Oh! Canada de Russel Banks: le scénario d’une vie rêvée
Oh! Canada de Russel Banks: le scénario d’une vie rêvée
Peut-on raconter sa vie ? Et qu’est-ce qui nous pousse à le faire ? Dans son dernier livre, Oh Canada, Russel Banks explore ce domaine étrange des souvenirs qui trament le récit de toute existence.
Publié le
· Mis à jour le

« Au souvenir de qui je fus, je vois un autre/Et le passé n’est le présent qu’en la mémoire/Qui je fus est un inconnu que j’aime/Et qui plus est, en rêve seulement. » (Fernando Pessoa) Cet exergue que Russel Banks a choisi pour introduire son nouveau livre, Oh, Canada, lui donne son ton particulier et le résume parfaitement. Il permet aussi au lecteur de mieux se situer dans ce roman flamboyant et méditer sur le récit de sa propre vie quand arrivera le crépuscule des jours.
LA VIE COMME MALENTENDU
Tout se passe dans une maison cossue d’un quartier huppé de Montréal où habite Léonor Fife, un documentariste engagé, renommé et reconnu par le grand public. Tout le monde pense qu’il a jadis quitté les États-Unis et émigré vers le Canada pour échapper à la conscription qui l’aurait mené à combattre au Vietnam. Soixante mille jeunes de sa génération ont déserté de cette manière. Il a d’ailleurs été leur porte-parole à travers son œuvre. Pourtant, ce n’est pas vraiment cet engagement qui l’a conduit là où il vit, mais bien les aléas de sa vie. « J’ai été victime des circonstances », avoue-t-il. Son existence a été rocambolesque, faite de compromissions, de petites trahisons, de lâchetés et de faux-fuyants. S’y croisent des anonymes, ou non comme Joan Baez et Bob Dylan, des amours de passage, des amitiés furtives, des traces de rencontres et de voyages hasardeux, des engagements ponctuels et des fuites peu courageuses.
C’est une circonstance particulière qui le pousse à revenir sur son passé. En effet, Malcolm, l’un de ses anciens élèves, désire réaliser un reportage sur son maître et l’interroger sur sa carrière en recourant à un procédé qu’il a lui-même imaginé et tant utilisé : fond noir et l’interviewé face caméra, éclairé seulement par une lumière crue. Il accepte donc de se soumettre à ces ultimes moments qu’il veut de vérité où, pense-t-il, il pourra enfin « parler comme il en a envie ».
HORS DE VUE
Mais que reste-t-il de soi quand la fin de vie est là ? Quelle est l’urgence de dire enfin sa vérité à soi-même et à ceux et celles qui sont les plus proches ? Où est la vérité lorsque les souvenirs se mélangent et s’évanouissent à cause de la mémoire qui s’embrouille par la force de l’âge ou sous l’action des médicaments ? En transmettre les traces malgré les roueries de la mémoire est, au cœur d’une vie, ce qui reste de plus fort et de plus vrai.

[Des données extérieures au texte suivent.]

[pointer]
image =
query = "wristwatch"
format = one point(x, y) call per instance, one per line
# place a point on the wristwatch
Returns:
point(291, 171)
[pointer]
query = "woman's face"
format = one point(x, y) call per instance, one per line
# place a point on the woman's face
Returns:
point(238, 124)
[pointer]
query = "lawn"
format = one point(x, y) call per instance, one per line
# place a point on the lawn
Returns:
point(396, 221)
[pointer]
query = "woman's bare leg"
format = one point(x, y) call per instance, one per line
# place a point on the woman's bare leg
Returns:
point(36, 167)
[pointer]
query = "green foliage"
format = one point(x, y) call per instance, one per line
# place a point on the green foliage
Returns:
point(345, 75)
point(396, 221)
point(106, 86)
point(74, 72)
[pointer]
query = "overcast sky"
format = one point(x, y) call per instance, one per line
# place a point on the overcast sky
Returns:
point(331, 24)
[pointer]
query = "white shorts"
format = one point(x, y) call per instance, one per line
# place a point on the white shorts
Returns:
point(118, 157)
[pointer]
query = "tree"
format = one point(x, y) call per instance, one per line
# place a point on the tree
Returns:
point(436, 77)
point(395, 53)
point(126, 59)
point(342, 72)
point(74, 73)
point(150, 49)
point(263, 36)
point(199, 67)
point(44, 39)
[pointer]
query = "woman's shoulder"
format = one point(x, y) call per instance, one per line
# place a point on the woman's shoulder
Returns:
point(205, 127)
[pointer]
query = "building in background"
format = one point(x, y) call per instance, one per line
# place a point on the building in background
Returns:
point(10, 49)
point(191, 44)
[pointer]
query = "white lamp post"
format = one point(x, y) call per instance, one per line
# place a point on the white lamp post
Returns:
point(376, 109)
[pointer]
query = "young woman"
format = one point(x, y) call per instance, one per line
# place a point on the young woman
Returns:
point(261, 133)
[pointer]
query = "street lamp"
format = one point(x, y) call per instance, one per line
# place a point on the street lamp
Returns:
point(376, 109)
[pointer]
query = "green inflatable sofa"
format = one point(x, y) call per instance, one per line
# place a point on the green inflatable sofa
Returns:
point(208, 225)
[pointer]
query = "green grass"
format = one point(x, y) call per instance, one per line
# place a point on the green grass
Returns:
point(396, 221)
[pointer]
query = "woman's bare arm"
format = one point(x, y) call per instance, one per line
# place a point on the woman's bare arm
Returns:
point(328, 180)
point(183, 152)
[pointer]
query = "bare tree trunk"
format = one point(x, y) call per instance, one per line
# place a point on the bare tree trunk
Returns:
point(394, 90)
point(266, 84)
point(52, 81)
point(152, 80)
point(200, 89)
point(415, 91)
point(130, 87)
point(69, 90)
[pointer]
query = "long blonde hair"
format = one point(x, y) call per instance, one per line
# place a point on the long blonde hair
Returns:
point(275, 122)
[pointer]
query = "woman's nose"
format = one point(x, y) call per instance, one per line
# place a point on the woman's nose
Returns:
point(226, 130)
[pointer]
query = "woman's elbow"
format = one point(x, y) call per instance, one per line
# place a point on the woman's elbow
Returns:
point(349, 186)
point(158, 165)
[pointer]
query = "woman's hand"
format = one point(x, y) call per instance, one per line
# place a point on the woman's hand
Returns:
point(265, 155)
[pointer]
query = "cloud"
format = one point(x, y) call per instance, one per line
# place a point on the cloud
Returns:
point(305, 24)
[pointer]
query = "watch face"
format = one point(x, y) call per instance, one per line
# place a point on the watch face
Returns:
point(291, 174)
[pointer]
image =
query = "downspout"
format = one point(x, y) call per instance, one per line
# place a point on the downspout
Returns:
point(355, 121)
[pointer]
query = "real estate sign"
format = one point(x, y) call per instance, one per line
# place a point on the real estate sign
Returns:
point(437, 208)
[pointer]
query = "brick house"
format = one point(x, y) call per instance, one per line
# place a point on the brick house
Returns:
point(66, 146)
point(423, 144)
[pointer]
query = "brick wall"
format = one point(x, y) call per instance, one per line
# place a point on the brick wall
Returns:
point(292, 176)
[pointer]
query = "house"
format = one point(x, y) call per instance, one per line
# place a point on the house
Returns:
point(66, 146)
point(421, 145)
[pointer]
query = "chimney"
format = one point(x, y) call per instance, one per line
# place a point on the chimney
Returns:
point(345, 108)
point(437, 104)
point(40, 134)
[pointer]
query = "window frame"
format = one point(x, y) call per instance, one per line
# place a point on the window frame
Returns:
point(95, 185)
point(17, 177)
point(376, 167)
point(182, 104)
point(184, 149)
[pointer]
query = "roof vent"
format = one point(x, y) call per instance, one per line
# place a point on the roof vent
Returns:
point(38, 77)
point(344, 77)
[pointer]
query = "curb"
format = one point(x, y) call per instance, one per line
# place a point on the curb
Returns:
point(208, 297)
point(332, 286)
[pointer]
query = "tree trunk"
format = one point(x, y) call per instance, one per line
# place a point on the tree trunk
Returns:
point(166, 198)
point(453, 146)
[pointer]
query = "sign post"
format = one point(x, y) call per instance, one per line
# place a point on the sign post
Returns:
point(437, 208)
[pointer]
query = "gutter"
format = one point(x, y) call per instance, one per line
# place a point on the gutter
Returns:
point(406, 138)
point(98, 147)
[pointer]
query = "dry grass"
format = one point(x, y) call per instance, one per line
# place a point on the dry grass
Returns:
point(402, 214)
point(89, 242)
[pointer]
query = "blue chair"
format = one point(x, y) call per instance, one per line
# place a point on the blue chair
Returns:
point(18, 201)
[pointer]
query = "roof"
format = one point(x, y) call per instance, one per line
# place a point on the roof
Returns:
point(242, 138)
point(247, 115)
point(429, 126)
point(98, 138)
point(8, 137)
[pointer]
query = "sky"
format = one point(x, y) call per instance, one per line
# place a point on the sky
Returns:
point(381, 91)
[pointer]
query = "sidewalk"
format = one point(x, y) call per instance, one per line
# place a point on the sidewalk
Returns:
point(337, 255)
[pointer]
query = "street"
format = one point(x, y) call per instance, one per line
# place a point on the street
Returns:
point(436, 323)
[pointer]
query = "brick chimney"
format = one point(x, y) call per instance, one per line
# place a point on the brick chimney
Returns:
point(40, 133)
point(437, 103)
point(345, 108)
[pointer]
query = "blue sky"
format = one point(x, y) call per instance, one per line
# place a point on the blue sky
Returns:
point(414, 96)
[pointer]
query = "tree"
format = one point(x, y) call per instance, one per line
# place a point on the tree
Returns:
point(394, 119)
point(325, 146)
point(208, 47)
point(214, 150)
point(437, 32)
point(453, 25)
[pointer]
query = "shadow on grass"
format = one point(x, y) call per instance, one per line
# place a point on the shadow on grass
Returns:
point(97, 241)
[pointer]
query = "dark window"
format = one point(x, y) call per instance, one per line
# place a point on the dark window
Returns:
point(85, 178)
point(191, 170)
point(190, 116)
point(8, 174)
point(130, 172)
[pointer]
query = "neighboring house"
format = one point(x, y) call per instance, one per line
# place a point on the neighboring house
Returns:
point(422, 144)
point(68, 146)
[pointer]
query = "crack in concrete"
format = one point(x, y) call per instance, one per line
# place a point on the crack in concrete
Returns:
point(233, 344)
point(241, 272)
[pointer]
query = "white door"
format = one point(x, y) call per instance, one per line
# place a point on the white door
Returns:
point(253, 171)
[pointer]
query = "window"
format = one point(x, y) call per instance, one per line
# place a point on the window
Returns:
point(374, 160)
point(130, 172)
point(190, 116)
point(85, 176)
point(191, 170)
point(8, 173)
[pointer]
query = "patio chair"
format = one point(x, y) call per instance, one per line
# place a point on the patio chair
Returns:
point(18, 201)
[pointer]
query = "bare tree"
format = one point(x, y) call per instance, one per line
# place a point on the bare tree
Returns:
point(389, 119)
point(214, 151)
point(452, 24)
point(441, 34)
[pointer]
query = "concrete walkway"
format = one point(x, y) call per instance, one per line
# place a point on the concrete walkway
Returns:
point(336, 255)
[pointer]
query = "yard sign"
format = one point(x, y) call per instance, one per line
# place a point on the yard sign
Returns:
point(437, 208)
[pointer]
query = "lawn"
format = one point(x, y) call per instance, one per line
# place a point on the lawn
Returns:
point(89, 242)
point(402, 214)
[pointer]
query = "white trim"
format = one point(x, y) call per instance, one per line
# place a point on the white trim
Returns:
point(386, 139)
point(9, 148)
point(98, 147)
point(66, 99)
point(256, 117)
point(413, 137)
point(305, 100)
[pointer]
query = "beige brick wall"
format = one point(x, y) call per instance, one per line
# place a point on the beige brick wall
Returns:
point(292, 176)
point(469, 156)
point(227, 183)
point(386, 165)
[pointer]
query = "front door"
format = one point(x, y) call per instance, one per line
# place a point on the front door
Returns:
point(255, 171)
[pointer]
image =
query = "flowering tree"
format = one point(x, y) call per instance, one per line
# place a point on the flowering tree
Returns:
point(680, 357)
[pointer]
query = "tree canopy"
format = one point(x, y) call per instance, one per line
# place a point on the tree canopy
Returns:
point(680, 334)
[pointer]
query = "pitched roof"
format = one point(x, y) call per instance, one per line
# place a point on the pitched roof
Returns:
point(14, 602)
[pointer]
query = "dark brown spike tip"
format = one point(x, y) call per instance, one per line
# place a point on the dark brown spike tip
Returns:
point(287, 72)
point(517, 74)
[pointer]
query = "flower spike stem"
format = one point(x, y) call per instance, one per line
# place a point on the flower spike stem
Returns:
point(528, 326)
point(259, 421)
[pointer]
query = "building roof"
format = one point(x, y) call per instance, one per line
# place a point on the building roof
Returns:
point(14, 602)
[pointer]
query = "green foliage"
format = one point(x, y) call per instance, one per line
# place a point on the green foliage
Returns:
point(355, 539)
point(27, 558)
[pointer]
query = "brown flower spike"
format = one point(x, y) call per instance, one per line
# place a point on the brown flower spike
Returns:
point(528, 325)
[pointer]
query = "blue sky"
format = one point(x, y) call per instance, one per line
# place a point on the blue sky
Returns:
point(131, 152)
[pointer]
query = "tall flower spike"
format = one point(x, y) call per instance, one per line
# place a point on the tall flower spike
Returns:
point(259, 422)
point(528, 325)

Le personnage connaît bien les rouages du média à qui il se confie puisqu’il « a passé la plus grande partie de sa vie d’adulte derrière la caméra, hors de vue, posant des questions puis enlevant ses questions au montage pour laisser seulement les mots qu’il voulait qu’on entende et les images qu’il voulait qu’on voie ».
Le lecteur se rend rapidement compte qu’il a une autre idée en tête en exigeant impérativement la présence de sa femme afin qu’elle puisse entendre ce qu’il va dire. Non pas à travers une juxtaposition de propos retenus par un réalisateur, mais en vrai et en vrac. Le tournage devient donc très vite une confession intime pour un être aimé et ses confidences forment une longue déclaration d’amour à celle qu’il a tenté de toujours aimer. Ultime tromperie de sa part ou tentative d’écrire une dernière fois un scénario d’une vie vécue ou rêvée ?
« Ça vous paraîtra de la fiction, comme si j’inventais presque tout, mais ça ne me dérange pas. Je me fous de ce que vous ferez de mon histoire une fois que j’aurai fini de la raconter. Je serai mort. » À ce moment-là, quelle sera la vérité du film qui a été tourné autour de ses déclarations ? En sachant bien que tout ceci est un roman. Et où se niche la vérité d’un roman ?
Christian MERVEILLE
Russel BANKS, Oh, Canada, Arles, Actes Sud, 2022.